Vogliono attaccare le navi petroliere russe che navigano nel Mar Baltico? Un conto sono le sanzioni Ue contro il petrolio russo, ben diversa cosa sarebbe ostacolare il commercio dei russi

Questa storia della militarizzazione del Mar Baltico non la vediamo bene: anzi

E’ noto che l’Unione europea vorrebbe a tutti i costi ostacolare la Russia nel commercio del proprio petrolio. Impedire al petrolio russo di entrare in Europa fa parte dell’ultimo pacchetto di sanzioni U contro il Paese di Putin. L’iniziativa sortirà gli effetti sperati dagli ‘europeisti’? Qualche dubbio sorge, perché, come scriviamo spesso, la Russia commercia i propri beni con la Cina, con l’India e con tanti altri Paesi del mondo, a cominciare dai Paesi del BRICS. Detto questo, vale la pena di leggere una dichiarazione del consigliere presidenziale russo e capo del Consiglio Marittimo, Nikolay Patrushev, riportata da un canale Telegram di solito molto informato sulla Russia:

Caccia alle navi russe che trasportano petrolio?

“L’Occidente – dice Patrushev – ha avviato una caccia alle navi russe, sta organizzando provocazioni e sta militarizzando attivamente il Mar Baltico.
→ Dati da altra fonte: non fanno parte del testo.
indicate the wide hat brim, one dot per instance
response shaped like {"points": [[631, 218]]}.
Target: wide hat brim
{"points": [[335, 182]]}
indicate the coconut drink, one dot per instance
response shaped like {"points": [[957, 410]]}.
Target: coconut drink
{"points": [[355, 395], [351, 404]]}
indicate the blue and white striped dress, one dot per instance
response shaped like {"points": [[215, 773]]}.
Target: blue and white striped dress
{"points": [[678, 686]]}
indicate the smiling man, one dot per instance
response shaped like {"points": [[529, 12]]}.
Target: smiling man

Perfettamente consapevoli che la maggior parte del traffico marittimo del commercio estero passa attraverso il nord-ovest della Russia, i nostri avversari hanno lanciato una caccia alle navi russe e alle navi di Paesi terzi che trasportano il nostro carico. Stanno preparando e mettendo in atto provocazioni, tentando di rivedere unilateralmente le norme del diritto marittimo internazionale, e stanno anche militarizzando attivamente il Mar Baltico”.

Auguriamoci che queste informazioni siano sbagliate, perché allargare la guerra dall’Ucraina al Mar Baltico sarebbe un disastro

Nel post si legge anche che “l’Occidente ha già iniziato a mettere gradualmente in atto azioni provocatorie pianificate in diverse sezioni del Corridoio di Trasporto Transartico. Per bloccare il Baltico alla navigazione commerciale russa, Bruxelles ha lanciato la missione Baltic Sentry, che può essere attivata in qualsiasi momento come missione di blocco”. Già qualche incidente, nel Mar Baltico è stato registrato. Considerato che la Russia sta vincendo sul campo in Ucraina contro una cinquantina di Paesi occidentali, compresi quasi tutti i Paesi dell’Unione europea (fanno eccezione Ungheria e Slovacchia, che non sono schierate contro la Russia), non può essere escuso qualche ‘incidente’ alle navi petroliere russe o, comunque, alle navi magari non russe che traspprtano petrolio russo. Questa storia non la vediamo bene, anche perché ai russi non mancano certo aerei e navi da guerra per rispondere ad eventuali attacchi. Ancora non si può parlare di guerra nel Mar Baltico. Speriamo di continuare a non parlarne e a non scriverne.